Create a data labeling project and export labels

Learn how to create and run data labeling projects to tag data in Azure Machine Learning. Use machine-learning-assisted data labeling, or human-in-the-loop labeling, to aid with the task.

Data labeling capabilities

Important

Data images must be available in an Azure blob datastore. (If you do not have an existing datastore, you may upload images during project creation.)

Azure Machine Learning data labeling is a central place to create, manage, and monitor labeling projects:

  • Coordinate data, labels, and team members to efficiently manage labeling tasks.
  • Tracks progress and maintains the queue of incomplete labeling tasks.
  • Start and stop the project and control the labeling progress.
  • Review the labeled data and export labeled in COCO format or as an Azure Machine Learning dataset.

Prerequisites

  • The data that you want to label, either in local files or in Azure blob storage.
  • The set of labels that you want to apply.
  • The instructions for labeling.
  • An Azure subscription.

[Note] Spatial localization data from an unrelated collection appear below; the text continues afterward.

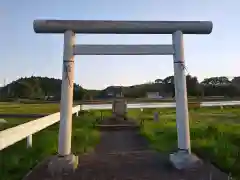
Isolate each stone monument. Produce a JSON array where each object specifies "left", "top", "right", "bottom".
[{"left": 112, "top": 98, "right": 127, "bottom": 121}]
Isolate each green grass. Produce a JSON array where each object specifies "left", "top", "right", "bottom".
[
  {"left": 0, "top": 113, "right": 100, "bottom": 180},
  {"left": 0, "top": 102, "right": 60, "bottom": 114},
  {"left": 0, "top": 103, "right": 61, "bottom": 131},
  {"left": 127, "top": 106, "right": 240, "bottom": 179},
  {"left": 1, "top": 102, "right": 240, "bottom": 179},
  {"left": 0, "top": 118, "right": 33, "bottom": 131}
]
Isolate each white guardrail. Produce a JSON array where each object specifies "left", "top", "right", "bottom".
[
  {"left": 1, "top": 101, "right": 240, "bottom": 151},
  {"left": 0, "top": 105, "right": 81, "bottom": 151},
  {"left": 81, "top": 101, "right": 240, "bottom": 110}
]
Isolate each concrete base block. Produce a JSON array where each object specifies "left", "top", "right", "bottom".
[
  {"left": 169, "top": 150, "right": 202, "bottom": 170},
  {"left": 48, "top": 154, "right": 78, "bottom": 177}
]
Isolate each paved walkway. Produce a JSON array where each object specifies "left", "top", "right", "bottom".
[{"left": 24, "top": 119, "right": 229, "bottom": 180}]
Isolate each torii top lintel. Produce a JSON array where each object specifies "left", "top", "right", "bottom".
[{"left": 33, "top": 20, "right": 213, "bottom": 34}]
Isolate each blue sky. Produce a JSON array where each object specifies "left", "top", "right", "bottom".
[{"left": 0, "top": 0, "right": 239, "bottom": 89}]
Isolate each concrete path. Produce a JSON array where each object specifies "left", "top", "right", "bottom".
[{"left": 24, "top": 119, "right": 229, "bottom": 180}]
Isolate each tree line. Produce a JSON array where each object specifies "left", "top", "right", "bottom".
[
  {"left": 153, "top": 75, "right": 240, "bottom": 97},
  {"left": 0, "top": 75, "right": 240, "bottom": 101}
]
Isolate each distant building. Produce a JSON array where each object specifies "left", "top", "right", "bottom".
[
  {"left": 104, "top": 86, "right": 124, "bottom": 98},
  {"left": 146, "top": 92, "right": 163, "bottom": 99}
]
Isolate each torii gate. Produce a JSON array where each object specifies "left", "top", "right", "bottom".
[{"left": 33, "top": 20, "right": 212, "bottom": 171}]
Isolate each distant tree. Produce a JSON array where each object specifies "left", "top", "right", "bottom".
[
  {"left": 154, "top": 79, "right": 163, "bottom": 84},
  {"left": 1, "top": 74, "right": 240, "bottom": 101},
  {"left": 0, "top": 76, "right": 89, "bottom": 100},
  {"left": 163, "top": 76, "right": 174, "bottom": 85},
  {"left": 232, "top": 76, "right": 240, "bottom": 89},
  {"left": 186, "top": 75, "right": 200, "bottom": 96},
  {"left": 200, "top": 76, "right": 240, "bottom": 97},
  {"left": 162, "top": 76, "right": 175, "bottom": 97},
  {"left": 201, "top": 76, "right": 231, "bottom": 86},
  {"left": 73, "top": 87, "right": 85, "bottom": 100}
]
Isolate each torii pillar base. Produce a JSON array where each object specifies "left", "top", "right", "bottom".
[
  {"left": 169, "top": 150, "right": 202, "bottom": 170},
  {"left": 48, "top": 154, "right": 78, "bottom": 177}
]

If you don't have an Azure subscription, create a free account before you begin.
  • A Machine Learning workspace. See Create an Azure Machine Learning workspace.

Create a data labeling project

Labeling projects are administered from Azure Machine Learning. You use the Labeling projects page to manage your projects.

If your data is already in Azure Blob storage, you should make it available as a datastore before you create the labeling project. For an example of using a datastore, see Tutorial: Create your first image classification labeling project.

To create a project, select Add project. Give the project an appropriate name and select Labeling task type. Project name cannot be reused, even if the project is deleted in future.

Labeling project creation wizard

  • Choose Image Classification Multi-class for projects when you want to apply only a single label from a set of labels to an image.
  • Choose Image Classification Multi-label for projects when you want to apply one or more labels from a set of labels to an image. For instance, a photo of a dog might be labeled with both dog and daytime.
  • Choose Object Identification (Bounding Box) for projects when you want to assign a label and a bounding box to each object within an image.
  • Choose Instance Segmentation (Polygon)(Preview) for projects when you want to assign a label and draw a polygon around each object within an image.

Important

Instance Segmentation (Polygon) is in public preview. The preview version is provided without a service level agreement, and it's not recommended for production workloads. Certain features might not be supported or might have constrained capabilities. For more information, see Supplemental Terms of Use for Microsoft Azure Previews.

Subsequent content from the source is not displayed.